Most Legislators will not have much idea what UCITA is about, only that it is a uniform law recommended for passage by a seemingly authoritative agency.  Make sure your legislators know that UCITA is unusually controversial and that those few states that have adopted it are already not uniform.  Emphasize that there may be other revisions that may not be as bad and that delay is therefore prudent in order to await developments and avoid the necessity of addressing the issue yet again soon. Let them know also that the library/academic community are not the only ones interested -- that many important business groups are concerned also. Take steps to align yourself with these groups, such as Ins. Companies; they are likely to be far more influential than you because they have other interests actively at stake in the Legislature and they also can do more to assist if not ensure an individual legislator’s re-election. Finally, always consider compromise -- this is what the lawmaking process is all about and it is what legislators almost always dearly want to see happen.  That is, they want to pass something that pleases ALL their constituents, at least to some degree.
Target what you see as UCITA’S worst abuses and suggest removal of them as a method of removing your opposition.  If necessary, look to changing the wording to ameliorate the problems as well as can be done, and be sure the legislators know you are not intransigent--this will be especially helpful if the other side seems unwilling to compromise. You can thereby be seen as being more reasonable and will be perceived as more helpful to the legislators in working out a compromise, which is what they naturally want to do.
In the Tampa Bay area of Florida, we have prepared scripts for use by librarians at local community meetings, Rotary and Kiwanis Clubs, etc. to alert citizens to the concept of UCITA and the possible restrictions it could place on their use of electronic products and resources.  Our emphasis is not just libraries but also the dangers for small businesses and users of electronic information.
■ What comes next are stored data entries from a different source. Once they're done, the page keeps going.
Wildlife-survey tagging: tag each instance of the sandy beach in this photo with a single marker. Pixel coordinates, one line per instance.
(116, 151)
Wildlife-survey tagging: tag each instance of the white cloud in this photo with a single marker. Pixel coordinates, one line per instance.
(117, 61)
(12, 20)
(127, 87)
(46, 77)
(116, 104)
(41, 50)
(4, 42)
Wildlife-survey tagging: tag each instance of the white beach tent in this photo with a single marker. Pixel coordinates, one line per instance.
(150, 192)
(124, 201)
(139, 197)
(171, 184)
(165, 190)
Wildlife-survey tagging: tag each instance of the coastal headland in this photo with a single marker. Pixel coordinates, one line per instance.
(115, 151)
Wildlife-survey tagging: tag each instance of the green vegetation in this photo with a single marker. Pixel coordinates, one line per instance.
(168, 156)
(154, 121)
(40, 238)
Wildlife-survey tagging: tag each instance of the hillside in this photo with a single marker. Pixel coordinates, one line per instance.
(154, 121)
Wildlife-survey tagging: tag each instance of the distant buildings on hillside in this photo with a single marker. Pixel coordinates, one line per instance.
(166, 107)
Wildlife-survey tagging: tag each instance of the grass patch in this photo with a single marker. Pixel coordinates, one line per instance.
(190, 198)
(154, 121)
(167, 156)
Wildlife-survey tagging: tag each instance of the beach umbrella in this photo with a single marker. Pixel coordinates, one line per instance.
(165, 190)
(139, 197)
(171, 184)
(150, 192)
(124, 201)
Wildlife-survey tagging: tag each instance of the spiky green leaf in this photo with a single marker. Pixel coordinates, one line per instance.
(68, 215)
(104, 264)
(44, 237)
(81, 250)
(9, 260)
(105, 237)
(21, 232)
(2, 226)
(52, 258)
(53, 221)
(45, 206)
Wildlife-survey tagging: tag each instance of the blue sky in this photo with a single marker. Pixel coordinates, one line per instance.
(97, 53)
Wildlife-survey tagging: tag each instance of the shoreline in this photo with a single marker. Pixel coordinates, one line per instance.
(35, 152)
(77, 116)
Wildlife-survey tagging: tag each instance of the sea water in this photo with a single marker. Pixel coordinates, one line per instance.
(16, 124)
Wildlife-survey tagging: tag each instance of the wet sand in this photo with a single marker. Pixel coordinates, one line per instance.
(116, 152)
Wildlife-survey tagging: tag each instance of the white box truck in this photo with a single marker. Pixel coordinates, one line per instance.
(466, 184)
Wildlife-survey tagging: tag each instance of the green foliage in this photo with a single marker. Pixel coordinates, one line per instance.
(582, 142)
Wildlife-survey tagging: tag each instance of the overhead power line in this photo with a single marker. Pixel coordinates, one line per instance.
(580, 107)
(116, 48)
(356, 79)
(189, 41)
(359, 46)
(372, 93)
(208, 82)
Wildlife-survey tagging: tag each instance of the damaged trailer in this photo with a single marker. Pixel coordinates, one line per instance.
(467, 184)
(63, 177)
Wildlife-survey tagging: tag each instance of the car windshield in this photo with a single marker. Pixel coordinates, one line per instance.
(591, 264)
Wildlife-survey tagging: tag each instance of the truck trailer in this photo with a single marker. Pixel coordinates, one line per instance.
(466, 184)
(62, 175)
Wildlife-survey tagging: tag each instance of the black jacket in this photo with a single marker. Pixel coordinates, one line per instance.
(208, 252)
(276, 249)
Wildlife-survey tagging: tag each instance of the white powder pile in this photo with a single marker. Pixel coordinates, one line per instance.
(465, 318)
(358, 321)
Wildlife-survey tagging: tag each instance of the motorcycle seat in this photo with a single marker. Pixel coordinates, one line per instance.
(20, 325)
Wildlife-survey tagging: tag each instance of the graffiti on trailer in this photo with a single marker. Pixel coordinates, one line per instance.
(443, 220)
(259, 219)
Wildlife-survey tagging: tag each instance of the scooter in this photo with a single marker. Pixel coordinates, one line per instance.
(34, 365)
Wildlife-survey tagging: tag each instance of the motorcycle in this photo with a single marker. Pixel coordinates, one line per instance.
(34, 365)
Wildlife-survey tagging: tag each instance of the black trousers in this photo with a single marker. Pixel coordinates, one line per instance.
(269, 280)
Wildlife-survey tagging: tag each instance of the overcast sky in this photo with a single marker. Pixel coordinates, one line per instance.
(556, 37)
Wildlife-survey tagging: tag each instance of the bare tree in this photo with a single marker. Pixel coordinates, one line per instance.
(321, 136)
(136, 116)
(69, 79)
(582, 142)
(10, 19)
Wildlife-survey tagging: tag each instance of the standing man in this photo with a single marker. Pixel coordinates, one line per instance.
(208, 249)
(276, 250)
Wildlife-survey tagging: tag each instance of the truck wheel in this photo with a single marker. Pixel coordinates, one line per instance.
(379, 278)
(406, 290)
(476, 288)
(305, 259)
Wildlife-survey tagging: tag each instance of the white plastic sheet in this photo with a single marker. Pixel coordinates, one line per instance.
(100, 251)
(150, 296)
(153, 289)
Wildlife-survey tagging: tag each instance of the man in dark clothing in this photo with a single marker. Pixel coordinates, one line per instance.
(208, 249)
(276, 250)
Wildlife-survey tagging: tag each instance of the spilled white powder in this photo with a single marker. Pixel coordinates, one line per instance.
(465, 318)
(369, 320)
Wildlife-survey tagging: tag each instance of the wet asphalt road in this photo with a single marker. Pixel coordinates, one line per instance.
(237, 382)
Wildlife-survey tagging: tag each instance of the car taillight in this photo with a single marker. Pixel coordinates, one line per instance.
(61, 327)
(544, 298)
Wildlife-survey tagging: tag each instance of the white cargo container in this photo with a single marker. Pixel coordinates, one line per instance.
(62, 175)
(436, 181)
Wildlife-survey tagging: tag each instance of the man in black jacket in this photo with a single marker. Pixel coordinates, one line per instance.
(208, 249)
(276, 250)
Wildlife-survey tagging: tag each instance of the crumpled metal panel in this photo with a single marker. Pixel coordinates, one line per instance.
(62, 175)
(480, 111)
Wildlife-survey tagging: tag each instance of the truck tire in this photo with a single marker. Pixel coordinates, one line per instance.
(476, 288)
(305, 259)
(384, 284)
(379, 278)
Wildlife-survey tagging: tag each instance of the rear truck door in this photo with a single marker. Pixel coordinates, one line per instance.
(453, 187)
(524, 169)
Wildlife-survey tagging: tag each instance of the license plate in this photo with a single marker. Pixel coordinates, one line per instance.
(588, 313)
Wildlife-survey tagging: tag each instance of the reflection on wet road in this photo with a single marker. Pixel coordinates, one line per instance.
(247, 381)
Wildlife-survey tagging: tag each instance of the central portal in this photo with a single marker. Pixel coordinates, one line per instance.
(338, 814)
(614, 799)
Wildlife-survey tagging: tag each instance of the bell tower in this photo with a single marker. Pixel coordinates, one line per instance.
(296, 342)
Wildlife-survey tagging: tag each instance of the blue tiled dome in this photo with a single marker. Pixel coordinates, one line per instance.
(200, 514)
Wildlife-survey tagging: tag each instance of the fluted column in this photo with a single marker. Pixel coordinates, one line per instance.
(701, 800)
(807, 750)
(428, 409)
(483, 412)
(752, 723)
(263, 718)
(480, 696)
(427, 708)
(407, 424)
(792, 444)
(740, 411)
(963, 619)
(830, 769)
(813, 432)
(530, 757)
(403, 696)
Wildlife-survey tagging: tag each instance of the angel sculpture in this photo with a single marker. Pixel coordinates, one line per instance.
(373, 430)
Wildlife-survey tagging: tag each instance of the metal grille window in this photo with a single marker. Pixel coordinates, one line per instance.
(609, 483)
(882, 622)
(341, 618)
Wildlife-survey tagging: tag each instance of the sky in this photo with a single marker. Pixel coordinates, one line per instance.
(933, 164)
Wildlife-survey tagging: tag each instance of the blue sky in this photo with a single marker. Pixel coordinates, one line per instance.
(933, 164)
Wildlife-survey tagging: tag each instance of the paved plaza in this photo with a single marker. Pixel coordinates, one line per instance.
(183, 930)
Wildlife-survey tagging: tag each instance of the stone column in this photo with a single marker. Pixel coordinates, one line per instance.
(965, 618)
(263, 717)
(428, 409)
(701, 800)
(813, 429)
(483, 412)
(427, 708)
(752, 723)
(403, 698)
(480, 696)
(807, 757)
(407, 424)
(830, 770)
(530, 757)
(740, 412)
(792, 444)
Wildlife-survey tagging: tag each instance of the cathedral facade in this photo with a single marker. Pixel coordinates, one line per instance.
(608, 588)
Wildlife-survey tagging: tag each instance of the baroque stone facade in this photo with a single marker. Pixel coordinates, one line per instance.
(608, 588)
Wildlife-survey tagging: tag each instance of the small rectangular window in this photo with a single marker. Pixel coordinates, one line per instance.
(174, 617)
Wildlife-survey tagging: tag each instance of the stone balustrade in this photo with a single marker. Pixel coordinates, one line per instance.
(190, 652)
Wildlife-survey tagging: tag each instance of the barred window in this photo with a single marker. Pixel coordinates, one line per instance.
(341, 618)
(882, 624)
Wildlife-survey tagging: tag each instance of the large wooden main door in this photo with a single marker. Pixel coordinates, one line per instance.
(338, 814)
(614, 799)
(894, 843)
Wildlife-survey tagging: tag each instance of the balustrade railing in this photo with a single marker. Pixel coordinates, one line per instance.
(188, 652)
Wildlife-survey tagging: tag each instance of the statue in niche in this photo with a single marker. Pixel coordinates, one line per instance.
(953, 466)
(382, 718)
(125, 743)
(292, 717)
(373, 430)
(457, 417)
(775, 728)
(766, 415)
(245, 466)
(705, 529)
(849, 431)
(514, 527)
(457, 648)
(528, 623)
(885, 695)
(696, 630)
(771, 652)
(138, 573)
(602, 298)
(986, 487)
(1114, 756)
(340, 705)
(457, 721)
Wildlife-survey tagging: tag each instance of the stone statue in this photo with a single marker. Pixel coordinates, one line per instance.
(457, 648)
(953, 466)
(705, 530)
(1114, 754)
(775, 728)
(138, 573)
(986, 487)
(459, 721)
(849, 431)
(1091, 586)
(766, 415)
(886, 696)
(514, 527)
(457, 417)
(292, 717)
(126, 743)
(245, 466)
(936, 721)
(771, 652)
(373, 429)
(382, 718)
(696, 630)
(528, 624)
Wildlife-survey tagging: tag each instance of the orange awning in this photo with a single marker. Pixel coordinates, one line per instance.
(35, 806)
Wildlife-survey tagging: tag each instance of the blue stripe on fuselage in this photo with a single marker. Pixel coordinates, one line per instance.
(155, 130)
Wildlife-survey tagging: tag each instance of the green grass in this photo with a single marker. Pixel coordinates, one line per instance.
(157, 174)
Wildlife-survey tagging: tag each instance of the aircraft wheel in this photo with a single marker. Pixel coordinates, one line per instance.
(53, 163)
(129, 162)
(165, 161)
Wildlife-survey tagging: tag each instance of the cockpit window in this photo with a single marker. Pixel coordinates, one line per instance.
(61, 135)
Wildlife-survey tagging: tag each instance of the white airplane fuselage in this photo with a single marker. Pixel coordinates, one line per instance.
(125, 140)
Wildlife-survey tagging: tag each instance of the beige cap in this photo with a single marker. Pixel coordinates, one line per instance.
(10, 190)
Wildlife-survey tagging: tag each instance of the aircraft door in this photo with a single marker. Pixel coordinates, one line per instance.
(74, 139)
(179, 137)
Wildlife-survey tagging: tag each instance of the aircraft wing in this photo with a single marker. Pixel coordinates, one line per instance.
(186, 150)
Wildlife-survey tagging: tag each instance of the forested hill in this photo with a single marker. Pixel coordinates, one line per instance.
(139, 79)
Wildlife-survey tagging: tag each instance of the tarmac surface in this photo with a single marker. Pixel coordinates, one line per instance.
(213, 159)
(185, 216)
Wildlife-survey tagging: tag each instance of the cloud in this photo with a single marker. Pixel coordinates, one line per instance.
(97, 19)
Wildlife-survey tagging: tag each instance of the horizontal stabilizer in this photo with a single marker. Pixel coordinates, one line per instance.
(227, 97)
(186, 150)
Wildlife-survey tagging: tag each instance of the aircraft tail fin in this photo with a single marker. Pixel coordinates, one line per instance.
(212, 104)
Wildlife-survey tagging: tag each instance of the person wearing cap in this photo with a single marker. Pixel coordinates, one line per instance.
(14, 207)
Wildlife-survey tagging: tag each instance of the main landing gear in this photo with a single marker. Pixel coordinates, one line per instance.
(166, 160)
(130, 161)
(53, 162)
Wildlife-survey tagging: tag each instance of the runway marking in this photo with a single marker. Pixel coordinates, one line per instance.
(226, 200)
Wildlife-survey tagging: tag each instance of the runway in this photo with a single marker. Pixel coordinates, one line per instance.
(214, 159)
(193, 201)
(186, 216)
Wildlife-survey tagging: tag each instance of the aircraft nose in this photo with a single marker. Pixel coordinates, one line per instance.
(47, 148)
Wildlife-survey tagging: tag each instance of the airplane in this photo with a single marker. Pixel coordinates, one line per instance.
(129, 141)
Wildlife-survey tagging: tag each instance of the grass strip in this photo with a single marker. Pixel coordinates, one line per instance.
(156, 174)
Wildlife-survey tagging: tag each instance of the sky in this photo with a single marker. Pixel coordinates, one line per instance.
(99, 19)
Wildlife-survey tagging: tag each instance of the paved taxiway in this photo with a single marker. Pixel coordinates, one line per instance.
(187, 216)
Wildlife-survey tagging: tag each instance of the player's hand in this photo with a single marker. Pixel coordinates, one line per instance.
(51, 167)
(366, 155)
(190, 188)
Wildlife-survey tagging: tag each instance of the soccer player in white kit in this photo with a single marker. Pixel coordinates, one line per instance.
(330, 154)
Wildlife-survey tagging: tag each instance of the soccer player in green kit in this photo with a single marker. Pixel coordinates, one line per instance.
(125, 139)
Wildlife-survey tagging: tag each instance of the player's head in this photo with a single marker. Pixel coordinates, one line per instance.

Because UCITA provides that “click-on or click-through” agreements have the force of law, library staff from throughout any organization will need to read the “fine print” involved with any click-on” or shrink wrapped products.  Acquisitions and processing staff who receive or check-in software, cd-roms, and other shrink wrapped materials will have to look carefully at the license terms that may be included in the packaging.  Information technology staff who load new software or databases to the library system will need training so they understand terms included in the “click-on” agreements.  These terms may include important information such as the length of the contract, copying privileges or the use of “electronic self-help.” It will be important for the library to have copies of all the software and database products licenses that have been agreed to and make a conscientious effort to see that the terms are adhered to by staff and library users.  Sometimes it is difficult to get back to the licenses, so print them out as you go.